Nel 1977 la Rivoluzione Culturale giunse alla sua conclusione, lasciando il posto a un periodo di "riordino" dopo lo stato di caos degli anni precedenti. Il culto di Mao subì una battuta d’arresto con l’inizio di uno smantellamento sistematico delle statue, che risparmiò solo poche aree. A quel tempo la maggior parte degli studenti e dei professori della Tsinghua chiedeva la rimozione della statua di Mao e la ricostruzione del secondo cancello. Il 29 agosto 1987 le autorità scolastiche la abbatterono e iniziarono la ricostruzione dello storico Er Xiao Men.
Quelli delle statue di Mao sono numeri da record per la storia della scultura cinese. Le statue risalenti alla Rivoluzione Culturale, ancora in piedi, sono per la maggior parte opera degli scultori delle varie Accademie d’arte cinesi.
Le statue di Mao spariscono dal Guangdong
Ancora oggi è possibile ammirare le statue di Mao in molte città del paese. Lo Henan è una di quelle province in cui ne sono rimaste di più: Zhengzhou, Luoyang, Kaifeng, Xinxiang, Hebi e Shangqiu ne hanno tutte una. Anche nello Hubei ve ne sono molte. Tra quelle da me fotografate tre sono di Wuhan e altre tre di Huangshi. Eppure nella provincia del Guangdong sembra quasi non esserne sopravvissuta nessuna. Un costruttore di statue di Mao una volta scherzando disse: "Nel Guangdong le persone sono più realistiche, per questo lo sviluppo della provincia è il più rapido del paese. Tutto avviene prima".
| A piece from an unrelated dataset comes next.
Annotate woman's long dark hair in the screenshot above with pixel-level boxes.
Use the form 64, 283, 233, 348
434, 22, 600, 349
Dato che molte delle statue da esterno erano state costruite in cemento, il principale modo per smantellarle fu semplicemente buttarle giù. Altre, invece, dopo essere state completamente rimosse sono state seppellite sotto terra. Con l’inarrestabile sviluppo del real estate, alcune di quelle statue sono poi state riportate alla luce; come nel caso di quella ritrovata il 15 luglio 2003 in un cantiere di Aijianbinjiang, a Harbin. Era rimasta sepolta 25 anni, fino a quando gli sviluppatori immobiliari non hanno cominciato a scavare nella vecchia area industriale riportandola in superficie. Poi la ripararono e dorarono. La statua fu disposta assieme ad alcuni materiali, antichi centinaia di anni, che erano stati conservati nel tempo: un’officina, comignoli, un serbatoio idrico a torre ecc… Ne è nata così una piazza cittadina che racchiude in sé elementi paesaggistici, della storia politica moderna e della civiltà industriale.
Tra le molte statue di Mao fotografate quella di cui conservo il ricordo più vivo è una che vidi a Lianzhushan, nella contea di Jiangmishan, provincia dello Heilongjiang. In realtà si trattava soltanto di un piedistallo ormai vuoto da vent’anni, ma che per altrettanti vent’anni aveva sorretto una statua di Mao Zedong. Il cemento scrostato lasciava intravedere sotto dei mattoni rossi sbeccati. Esposto per un quarantennio al vento e alla pioggia, quel piedistallo non è mai stato demolito dagli abitanti del posto, e tutt’oggi si trova ad un incrocio stradale, davanti all’ex fabbrica di armi 475. La gente del posto più attempata è solita riferirsi a quell’incrocio chiamandolo ancora "la statua di Mao Zedong".